あらゆる金融商品に幅広く対応 商品に対する社員の理解度も向上

F3は、多数のオブジェクト群を自由に組み合わせられるフレームワークだ。これにより、あらゆる金融商品の時価評価からリスク計測、組成シミュレーションまで幅広く対応することが可能。共通部分の多い金融商品に対しては異なる部分のみを入れ替えるだけで済む高い柔軟性に加え、F3スクリプトを利用すればクーポンスケジュールや権利行使判定といった個別性 の強い商品にも対応できる。
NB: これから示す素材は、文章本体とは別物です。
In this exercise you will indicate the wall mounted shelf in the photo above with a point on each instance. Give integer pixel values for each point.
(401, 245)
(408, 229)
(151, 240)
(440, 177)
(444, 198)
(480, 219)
データ・フォアビジョン 執行役員 ソリューション 第三本部 本部長の小山靖寛氏は「正直なところ、F3はFINCADよりも専門性が強い分、技術的なハードルが高いと感じました。FINCADの場合、商品と関数が一対一で紐付けられているのですが、F3では金融商品の構造自体をしっ かりと理解した上で関数の組み合わせが必要になります。しかしこのハードルさえ乗り越えれば、F3が持つ柔軟性は弊社にとって極めて大きな戦力となり、将来的なビジネス展開の幅も格段 に広がるため、FINCADからの移行を決定しました」と語る。

さらに高橋氏は「極端な例ですが、FINCAD の場合は関数さえ分かれば業務上で困ることがない反面、理解度不足によりお客様から問い合わせがあった際に適切な回答ができない可能性も出てきます。その点F3では商品構造を知るという過程を通じて社員の理解度が増し、評価に対する細かい説明がしやすくなったのもメリットのひとつですね」と続けた。

評価基準の明確化により 安心して購入できる仕組みを提供

データ・フォアビジョンでは、2013年10月にF3への切り替えを実施し、そこからF3環境で基本設計の開発をスタートした。開発に際しては慣れない部分も多かったが、テクマトリックスの技術者がサポートを実施。金融商品の構造に応じたオブジェクト選定などを効率的に行うことで、4月にはF3として最初の納品を完了している。これにより同社では、基本的な項目に加えて金利スワップやキャップ・フロア/カラー、金利先物、債券先物/オプション、株価指数オプション、スワップション、為替予約、通貨オプション、固定債変動債、ステップアップ(ステップダウン)、CMSスプレッド債、6月には追加でクレジットリンク債まで幅広い対応を実現した。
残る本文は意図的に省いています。